Wednesday, 4 July 2012

repdigit endings to squares


James Tanton ‏@jamestanton Wrote:

"2^2 ends with 4 and 12^2 ends with 44. Is there a square than ends 444? How about one that ends 4444?"

To which I think the answer is yes,..... and no.
38 squared is 1444
462 squared is 213444
538 squared is 289444 and there are many more... (so I'm pretty firm on the "yes".)


but I don't think you will ever see a square ending in 4444. Here's why:
This is a list of the square numbers that end in 444 from 1 to 100,000,000

00001444
00213444
00289444
00925444
01077444
02137444
02365444
03849444
04153444
06061444
06441444
08773444
09229444
11985444
12517444
15697444
16305444
19909444
20593444
24621444
25381444
29833444
30669444
35545444
36457444
41757444
42745444
48469444
49533444
55681444
56821444
63393444
64609444
71605444
72897444
80317444
81685444
89529444
90973444
99241444

Notice a pattern? Look at that digit in the thousands place...

Those are the squares of these numbers:
0038
0462
0538
0962
1038
1462
1538
1962
2038
2462
2538
2962
3038
3462
3538
3962
4038
4462
4538
4962
5038
5462
5538
5962
6038
6462
6538
6962
7038
7462
7538
7962
8038
8462
8538
8962
9038
9462
9538
9962

and another pattern appears, that may help us with a more formal proof:

I hadn't thought too much about the idea of digit repeats at the end of squares, and maybe you haven't either, so here is a quick question to get you started.
When speaking of square numbers:
What ending digits can repeat 2, 3 or more times? More particularly, is there any ending digit that repeats four (or more) times?



3 comments:

Joshua Zucker said...

I first heard this from Alan Schoenfeld in the form "What is the longest string of consecutive identical digits that can be found at the end of a perfect square?"

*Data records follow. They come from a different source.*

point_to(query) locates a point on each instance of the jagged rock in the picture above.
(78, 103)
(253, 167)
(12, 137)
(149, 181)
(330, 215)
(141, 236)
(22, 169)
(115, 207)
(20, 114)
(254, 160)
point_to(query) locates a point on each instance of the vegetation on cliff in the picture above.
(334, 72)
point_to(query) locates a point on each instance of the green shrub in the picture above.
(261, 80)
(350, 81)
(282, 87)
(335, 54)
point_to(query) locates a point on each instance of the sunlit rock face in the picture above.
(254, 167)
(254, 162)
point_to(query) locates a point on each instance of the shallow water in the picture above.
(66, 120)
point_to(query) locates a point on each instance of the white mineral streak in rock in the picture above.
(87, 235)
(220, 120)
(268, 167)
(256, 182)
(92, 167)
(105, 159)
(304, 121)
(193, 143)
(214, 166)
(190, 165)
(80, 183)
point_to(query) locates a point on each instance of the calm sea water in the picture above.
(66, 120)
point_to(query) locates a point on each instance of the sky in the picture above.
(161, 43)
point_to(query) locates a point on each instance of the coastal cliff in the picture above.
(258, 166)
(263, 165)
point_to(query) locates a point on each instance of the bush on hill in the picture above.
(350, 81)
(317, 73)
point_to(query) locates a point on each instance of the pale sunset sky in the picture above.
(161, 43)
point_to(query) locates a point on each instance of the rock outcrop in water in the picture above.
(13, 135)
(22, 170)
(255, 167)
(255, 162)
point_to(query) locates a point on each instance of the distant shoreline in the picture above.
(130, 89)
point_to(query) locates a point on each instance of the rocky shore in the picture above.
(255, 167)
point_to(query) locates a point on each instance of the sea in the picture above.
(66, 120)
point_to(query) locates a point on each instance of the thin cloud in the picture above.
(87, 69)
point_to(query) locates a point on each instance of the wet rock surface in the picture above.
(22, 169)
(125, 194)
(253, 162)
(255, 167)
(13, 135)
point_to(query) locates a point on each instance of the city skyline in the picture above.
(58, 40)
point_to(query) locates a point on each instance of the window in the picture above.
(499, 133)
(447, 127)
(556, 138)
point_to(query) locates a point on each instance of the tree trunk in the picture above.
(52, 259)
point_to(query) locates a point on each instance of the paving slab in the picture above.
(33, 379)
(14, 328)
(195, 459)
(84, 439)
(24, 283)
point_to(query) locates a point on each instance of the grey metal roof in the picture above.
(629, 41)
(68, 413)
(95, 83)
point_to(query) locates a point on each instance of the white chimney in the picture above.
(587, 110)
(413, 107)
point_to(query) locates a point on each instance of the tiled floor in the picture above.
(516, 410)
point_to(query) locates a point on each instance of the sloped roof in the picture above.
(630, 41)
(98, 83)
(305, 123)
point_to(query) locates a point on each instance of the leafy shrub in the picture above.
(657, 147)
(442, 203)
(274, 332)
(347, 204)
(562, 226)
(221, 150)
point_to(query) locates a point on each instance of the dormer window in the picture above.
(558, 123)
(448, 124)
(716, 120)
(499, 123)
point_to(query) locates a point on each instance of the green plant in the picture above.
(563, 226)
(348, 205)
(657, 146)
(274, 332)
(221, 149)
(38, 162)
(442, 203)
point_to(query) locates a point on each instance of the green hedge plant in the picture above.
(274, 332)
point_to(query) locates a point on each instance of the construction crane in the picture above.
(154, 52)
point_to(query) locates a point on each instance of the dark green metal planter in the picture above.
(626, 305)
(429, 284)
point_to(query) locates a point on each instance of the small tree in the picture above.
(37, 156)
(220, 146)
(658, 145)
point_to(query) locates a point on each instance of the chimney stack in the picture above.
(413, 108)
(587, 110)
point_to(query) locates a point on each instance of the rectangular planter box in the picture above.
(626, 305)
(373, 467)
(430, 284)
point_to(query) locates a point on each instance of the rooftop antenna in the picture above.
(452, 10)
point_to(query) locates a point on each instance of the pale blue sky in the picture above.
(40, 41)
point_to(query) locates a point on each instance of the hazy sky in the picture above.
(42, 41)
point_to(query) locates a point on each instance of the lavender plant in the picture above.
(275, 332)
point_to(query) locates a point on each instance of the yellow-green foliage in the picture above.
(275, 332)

There are definitely solutions that don't require such a long list of cases in the end, though discovering them may mean that you go through that list.

Unknown said...

I've started some trials for the digit "9" (instead of 4). And I've noticed that the ones digit must be a 3 or a 7 so, once you square it, you get 9 in the ones place. However, I've noticed that the tens digits will always be even (or 0). So there does not exist a number whose square ends in "...99".

Then, I started at 1. But I've realized again that every tens digit is even or 0. So, this can only happen if the repeating digit is even. Now, when the repeating digit is 0, I'm fairly certain there are infinite numbers whose square will have as many 0's as you please.

So, what about 2? Well, the ones digit can't be anything because no number squared ends in a 2 (which I found rather interesting).

So, I'm about to work on 6 and 8 which I believe will give us results.

Unknown said...

Well, that didn't take too long. The 8 we can ignore since no perfect square ends in an 8. And the 6 (get this) has all odd values for the tens digit! Go figure. I wonder why 0 and 4 are the only ones that can satisfy this property?

And, further, I think cubes would be more interesting (instead of squaring numbers). Each digit can be represented in the ones place and the tens digits don't follow such an obvious pattern. I'll try to work on cubes and see what I get.